Notons que cette "préservation" inclue des mesures invasives sur le patient "à coeur arrêté" dans le but de prélever ses organes, et non plus de le soigner, ce qui soulève de (nombreux) problèmes d'ordre éthique, entre autres :

"- En pratique, quand informe-t-on les proches de la personne de son décès ?
- Comment réfléchir l’accompagnement et l’information de ces personnes ?
- Doit-on veiller à recueillir leur témoignage avant ou après la mise en place des moyens de conservation [...] invasifs déployés sur le corps de la personne ?
- Quelles sont les conditions de respect du corps de la personne juste après son décès lorsque l’on pratique sur lui des gestes techniques de nature invasive ?
- Comment les réanimateurs vivent-ils la dualité de leur mission lorsqu’ils assurent par tous les moyens une circulation sanguine d’abord sur une personne à qui ils espèrent redonner vie, puis sur le corps de la même personne au moment même où ils renoncent à cet espoir ?

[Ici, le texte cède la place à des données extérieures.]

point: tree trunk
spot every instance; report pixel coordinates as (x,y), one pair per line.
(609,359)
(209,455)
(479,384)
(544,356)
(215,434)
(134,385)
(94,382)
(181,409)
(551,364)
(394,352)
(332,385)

- Doit-on craindre la survenue de conflit d’intérêt à cet égard ?
- Est-on, collectivement, aujourd’hui bien au clair sur la définition même de la mort ? Quels sont les fondements d’une telle définition ? Sont-ils connus et admis de tous ?
- Quelles sont les différences à analyser entre la situation où le donneur potentiel décède dans la rue et celle où il s’agit d’une personne dont le décès survient alors qu’elle se trouve déjà en réanimation ?
- Comment envisager une pédagogie spécifique du grand public concernant le prélèvement à cœur arrêté, dès lors que la notion de consentement présumé (option retenue en France pour le don d’organe) suppose le préalable d’une information largement disponible et diffusée ?"

Dr Marc Guerrier, Adjoint au directeur de l’Espace éthique / AP-HP, Département de recherche en éthique Paris-Sud 11 : "Prélèvements à coeur arrêté : enjeux éthiques" (11/2006).